Paper - https://arxiv.org/abs/2502.01618

They want to improve small LLMs’ reasoning accuracy by allocating more compute at inference time.

Propose treating inference-time scaling as probabilistic inference over a state-space model (SSM), using particle-based sampling to handle imperfect reward models.

🏷️ Overview of the Method

They define a transition via the policy model and treat acceptance as a likelihood from a process reward model (PRM). They then apply particle filtering (PF) to sample from the posterior distribution instead of directly optimizing the reward, reducing reward hacking and preserving exploration. Each partial solution’s reward guides resampling, promoting higher-scoring paths while keeping diversity.

🏷️ Particle Filtering

PF starts with several partial answers (particles). Each step:

• Draws new tokens from the LLM.

• Scores them via the PRM.

• Weights and resamples the particles proportionally to their reward-based scores.

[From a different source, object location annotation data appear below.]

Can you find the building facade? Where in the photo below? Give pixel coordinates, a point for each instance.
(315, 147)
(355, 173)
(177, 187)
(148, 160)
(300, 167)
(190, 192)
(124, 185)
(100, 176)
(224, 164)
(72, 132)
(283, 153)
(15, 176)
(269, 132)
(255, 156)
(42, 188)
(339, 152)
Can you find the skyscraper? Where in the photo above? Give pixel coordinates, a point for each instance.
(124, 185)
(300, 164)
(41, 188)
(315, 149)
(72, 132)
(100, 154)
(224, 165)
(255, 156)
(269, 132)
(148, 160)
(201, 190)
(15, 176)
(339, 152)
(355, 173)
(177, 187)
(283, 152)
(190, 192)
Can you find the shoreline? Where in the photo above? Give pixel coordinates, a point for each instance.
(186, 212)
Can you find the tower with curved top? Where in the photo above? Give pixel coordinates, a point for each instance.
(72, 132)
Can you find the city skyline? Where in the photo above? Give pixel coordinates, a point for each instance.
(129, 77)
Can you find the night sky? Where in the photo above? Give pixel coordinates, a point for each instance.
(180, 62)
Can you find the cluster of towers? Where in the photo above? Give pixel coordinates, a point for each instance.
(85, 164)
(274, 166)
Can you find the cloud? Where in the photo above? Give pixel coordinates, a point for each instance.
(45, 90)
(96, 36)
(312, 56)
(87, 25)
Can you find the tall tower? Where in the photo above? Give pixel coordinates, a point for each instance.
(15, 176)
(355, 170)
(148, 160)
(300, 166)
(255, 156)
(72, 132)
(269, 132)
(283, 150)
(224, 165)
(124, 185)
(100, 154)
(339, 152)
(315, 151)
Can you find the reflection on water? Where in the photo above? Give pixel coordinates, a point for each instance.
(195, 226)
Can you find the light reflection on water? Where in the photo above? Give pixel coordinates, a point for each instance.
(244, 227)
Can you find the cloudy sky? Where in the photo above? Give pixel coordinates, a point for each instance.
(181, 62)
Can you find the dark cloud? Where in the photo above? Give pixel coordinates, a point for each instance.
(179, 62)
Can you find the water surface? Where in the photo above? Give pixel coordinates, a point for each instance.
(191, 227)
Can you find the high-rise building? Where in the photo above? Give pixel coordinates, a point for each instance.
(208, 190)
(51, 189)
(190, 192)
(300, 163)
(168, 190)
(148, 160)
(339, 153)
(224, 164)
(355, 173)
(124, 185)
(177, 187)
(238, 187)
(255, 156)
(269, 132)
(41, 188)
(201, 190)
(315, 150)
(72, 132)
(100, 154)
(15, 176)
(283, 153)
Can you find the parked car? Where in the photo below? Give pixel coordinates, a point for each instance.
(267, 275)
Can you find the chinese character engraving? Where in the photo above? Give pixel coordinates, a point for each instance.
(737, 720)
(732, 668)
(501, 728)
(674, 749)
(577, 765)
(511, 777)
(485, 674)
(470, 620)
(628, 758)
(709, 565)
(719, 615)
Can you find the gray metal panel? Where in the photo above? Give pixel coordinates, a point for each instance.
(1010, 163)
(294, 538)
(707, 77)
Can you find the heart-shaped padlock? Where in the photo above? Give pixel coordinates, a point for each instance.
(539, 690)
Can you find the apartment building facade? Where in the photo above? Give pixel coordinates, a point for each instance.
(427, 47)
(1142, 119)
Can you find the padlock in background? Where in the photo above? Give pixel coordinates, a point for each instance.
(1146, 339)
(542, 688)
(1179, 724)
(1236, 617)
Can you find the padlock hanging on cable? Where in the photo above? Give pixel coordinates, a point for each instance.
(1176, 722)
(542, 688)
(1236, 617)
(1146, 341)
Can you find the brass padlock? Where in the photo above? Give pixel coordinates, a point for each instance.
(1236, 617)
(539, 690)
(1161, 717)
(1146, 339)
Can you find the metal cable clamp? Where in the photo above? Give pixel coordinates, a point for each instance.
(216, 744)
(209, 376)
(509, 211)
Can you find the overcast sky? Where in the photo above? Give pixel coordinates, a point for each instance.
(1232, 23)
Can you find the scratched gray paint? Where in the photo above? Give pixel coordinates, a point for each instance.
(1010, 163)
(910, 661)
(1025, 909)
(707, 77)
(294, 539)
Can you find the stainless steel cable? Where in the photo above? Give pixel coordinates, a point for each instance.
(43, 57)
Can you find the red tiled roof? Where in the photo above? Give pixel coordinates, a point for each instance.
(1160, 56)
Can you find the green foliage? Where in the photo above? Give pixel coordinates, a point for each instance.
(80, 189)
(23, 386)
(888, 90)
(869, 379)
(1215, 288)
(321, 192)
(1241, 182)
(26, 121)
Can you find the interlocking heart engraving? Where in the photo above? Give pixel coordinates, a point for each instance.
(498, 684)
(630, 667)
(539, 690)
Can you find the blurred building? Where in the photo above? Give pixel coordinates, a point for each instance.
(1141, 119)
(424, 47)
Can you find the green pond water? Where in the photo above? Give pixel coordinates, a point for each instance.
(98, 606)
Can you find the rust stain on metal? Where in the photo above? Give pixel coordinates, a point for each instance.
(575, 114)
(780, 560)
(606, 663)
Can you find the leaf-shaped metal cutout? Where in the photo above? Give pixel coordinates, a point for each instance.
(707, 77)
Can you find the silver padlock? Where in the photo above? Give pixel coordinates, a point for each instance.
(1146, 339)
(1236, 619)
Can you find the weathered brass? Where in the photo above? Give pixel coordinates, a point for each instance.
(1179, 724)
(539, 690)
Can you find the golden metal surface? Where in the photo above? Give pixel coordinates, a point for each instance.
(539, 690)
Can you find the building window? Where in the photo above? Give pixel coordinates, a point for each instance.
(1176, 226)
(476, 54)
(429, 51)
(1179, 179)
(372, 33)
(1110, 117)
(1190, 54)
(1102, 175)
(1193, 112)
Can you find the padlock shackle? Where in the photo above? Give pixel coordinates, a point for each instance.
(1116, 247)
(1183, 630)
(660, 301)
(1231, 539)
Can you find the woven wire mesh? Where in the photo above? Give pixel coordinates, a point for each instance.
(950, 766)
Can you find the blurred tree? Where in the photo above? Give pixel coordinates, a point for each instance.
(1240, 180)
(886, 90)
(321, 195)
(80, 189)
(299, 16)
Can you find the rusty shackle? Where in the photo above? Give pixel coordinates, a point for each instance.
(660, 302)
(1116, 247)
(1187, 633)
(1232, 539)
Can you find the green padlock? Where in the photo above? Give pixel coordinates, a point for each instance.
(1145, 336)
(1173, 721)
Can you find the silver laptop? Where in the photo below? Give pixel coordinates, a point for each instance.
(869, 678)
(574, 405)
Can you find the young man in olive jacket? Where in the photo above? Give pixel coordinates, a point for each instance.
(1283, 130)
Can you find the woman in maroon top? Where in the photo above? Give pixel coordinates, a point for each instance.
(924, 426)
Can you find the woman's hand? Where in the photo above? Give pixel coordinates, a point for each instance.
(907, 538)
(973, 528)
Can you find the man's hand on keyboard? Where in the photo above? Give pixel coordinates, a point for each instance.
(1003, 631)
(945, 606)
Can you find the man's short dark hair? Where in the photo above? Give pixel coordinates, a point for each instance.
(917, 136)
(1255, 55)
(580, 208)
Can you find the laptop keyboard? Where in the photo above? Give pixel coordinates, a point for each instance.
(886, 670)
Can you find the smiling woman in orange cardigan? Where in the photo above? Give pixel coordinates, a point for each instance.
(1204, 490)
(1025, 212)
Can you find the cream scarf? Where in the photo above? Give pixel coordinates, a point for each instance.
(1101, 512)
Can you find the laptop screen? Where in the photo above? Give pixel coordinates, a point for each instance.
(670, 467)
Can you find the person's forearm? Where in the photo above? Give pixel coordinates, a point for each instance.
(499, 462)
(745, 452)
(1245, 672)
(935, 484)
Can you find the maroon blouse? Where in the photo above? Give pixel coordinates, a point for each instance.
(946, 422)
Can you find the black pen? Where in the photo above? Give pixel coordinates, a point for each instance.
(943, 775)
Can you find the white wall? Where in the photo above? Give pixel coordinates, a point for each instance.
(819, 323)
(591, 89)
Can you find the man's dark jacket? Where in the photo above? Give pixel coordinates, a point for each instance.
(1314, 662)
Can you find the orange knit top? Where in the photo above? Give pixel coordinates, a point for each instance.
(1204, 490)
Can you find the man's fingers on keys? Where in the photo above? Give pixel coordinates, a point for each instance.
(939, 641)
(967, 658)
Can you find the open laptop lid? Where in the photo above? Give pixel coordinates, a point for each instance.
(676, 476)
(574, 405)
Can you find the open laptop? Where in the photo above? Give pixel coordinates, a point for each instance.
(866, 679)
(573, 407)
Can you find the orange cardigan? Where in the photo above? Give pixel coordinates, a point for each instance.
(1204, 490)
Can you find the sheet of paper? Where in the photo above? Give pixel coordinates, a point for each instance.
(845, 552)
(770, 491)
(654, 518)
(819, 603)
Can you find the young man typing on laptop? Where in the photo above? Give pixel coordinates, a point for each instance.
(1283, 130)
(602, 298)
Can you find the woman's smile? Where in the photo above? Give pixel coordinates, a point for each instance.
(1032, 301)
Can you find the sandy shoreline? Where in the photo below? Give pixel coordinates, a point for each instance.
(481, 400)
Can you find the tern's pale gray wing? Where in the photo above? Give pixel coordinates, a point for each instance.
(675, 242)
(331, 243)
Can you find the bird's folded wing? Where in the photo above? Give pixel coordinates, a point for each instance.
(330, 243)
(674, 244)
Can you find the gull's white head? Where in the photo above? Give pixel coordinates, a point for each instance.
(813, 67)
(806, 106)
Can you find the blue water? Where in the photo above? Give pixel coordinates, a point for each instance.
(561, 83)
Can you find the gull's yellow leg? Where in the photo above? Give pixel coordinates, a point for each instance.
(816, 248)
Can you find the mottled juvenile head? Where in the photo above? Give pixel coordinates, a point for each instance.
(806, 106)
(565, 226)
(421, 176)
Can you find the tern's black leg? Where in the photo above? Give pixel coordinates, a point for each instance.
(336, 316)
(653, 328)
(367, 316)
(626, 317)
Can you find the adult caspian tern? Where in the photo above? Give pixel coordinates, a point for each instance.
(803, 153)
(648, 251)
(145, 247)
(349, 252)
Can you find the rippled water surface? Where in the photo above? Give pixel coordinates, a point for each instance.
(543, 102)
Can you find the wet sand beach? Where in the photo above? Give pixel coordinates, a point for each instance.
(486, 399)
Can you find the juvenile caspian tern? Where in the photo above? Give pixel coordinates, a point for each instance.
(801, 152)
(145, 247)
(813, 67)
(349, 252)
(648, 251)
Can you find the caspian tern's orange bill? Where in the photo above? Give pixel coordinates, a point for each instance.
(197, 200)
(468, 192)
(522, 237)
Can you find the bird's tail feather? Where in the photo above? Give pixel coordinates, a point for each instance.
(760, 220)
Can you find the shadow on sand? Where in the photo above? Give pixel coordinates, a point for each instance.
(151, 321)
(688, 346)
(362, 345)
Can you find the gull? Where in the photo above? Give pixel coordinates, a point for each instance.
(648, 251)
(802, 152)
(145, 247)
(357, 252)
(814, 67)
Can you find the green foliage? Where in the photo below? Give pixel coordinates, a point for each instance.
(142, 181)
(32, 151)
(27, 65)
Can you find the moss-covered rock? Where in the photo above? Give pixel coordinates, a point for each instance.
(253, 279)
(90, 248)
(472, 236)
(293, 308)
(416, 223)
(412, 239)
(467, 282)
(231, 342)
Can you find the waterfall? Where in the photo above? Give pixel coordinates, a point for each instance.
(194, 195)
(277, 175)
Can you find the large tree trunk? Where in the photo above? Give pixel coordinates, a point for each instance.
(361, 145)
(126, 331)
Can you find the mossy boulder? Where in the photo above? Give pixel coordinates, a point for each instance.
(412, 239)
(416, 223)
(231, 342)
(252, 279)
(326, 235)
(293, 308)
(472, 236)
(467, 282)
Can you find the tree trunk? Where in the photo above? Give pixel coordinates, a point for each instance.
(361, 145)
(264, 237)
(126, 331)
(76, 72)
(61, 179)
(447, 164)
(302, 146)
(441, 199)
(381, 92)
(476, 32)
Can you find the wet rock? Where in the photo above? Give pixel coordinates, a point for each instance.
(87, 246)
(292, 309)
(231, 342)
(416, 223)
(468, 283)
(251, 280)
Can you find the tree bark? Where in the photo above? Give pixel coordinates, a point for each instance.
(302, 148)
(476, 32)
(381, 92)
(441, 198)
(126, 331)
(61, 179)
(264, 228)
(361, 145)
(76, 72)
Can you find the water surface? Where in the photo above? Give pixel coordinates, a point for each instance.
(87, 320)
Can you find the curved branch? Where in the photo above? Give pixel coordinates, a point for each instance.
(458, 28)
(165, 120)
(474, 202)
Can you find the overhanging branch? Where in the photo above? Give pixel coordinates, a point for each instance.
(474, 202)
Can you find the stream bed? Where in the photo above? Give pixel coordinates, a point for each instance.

This stochastic approach balances exploitation and exploration, unlike deterministic search methods that can overfit to reward flaws.

⚙️ Core Idea of Particle Filtering

Particle Filtering maintains multiple “particles” (possible scenarios) that evolve step by step. Each particle represents one possible hidden state sequence. Every time new data arrives, particles get weighted based on how well they match the data, then resampled so higher-weight particles survive. This keeps multiple hypotheses alive until the end.

🔨 Main Steps

1. Initialization
   Draw a batch of random guesses (particles). Assign each a weight of 1/N.

2. Prediction
   Evolve each particle using the process model (e.g., a language model). This predicts the next state.

3. Weight Update
   Compare each particle’s prediction to observed data via the likelihood (e.g., reward model). Multiply its weight by that likelihood.

4. Resampling
   Randomly pick particles (with replacement) according to their weights to form a new batch. Particles with higher weights get replicated; low-weight ones vanish.

5. Iteration
   Move to the next time step. Repeat prediction, weight update, and resampling. Continue until all steps are processed.

🧩 Why It Works

It balances two goals:

• Exploit high-likelihood particles.

• Explore by keeping some diversity.

It avoids getting stuck in just one best guess, so it’s more robust to noisy or imperfect models.

🏷️ Multi-Iteration and Parallel Extensions

They extend PF with:

• Particle Gibbs (PG), which reruns PF multiple times, keeping a reference trajectory between runs for improved sampling.

• Parallel Tempering (PT), which runs multiple PF chains at different “temperatures” and occasionally swaps their states to combine exploration and exploitation more effectively.

🏷️ Experiments and Results

They evaluate on MATH500 (500 math problems) and AIME2024 (30 competition problems). Key highlights:

• PF outperforms standard methods like best-of-n (BoN), weighted BoN (WBoN), and dynamic variable-time search (DVTS).

• PF consistently achieves 4–16x better scaling efficiency.

• With only 4 particles, Qwen2.5-Math-1.5B-Instruct surpasses GPT-4o on MATH500.

• With 32 particles, Qwen2.5-Math-7B-Instruct matches o1-preview on MATH500.

• Llama-3.1-8B-Instruct with PF exceeds or equals Llama-3.1-70B-Instruct performance.

🏷️ Ablations

They tested different PRMs (e.g. Qwen2.5-Math-PRM-7B) and various reward-aggregation strategies. A single aggregated step-level reward or a final outcome reward can be used. They also show that moderate LLM sampling temperatures (around 0.8) work best.

🏷️ Key Insights

Framing inference-time scaling as a sampling problem over an approximate reward avoids rigid optimization on a possibly flawed reward. Particle-based sampling maintains a stable “typical set” exploration, leading to robust gains on challenging reasoning tasks.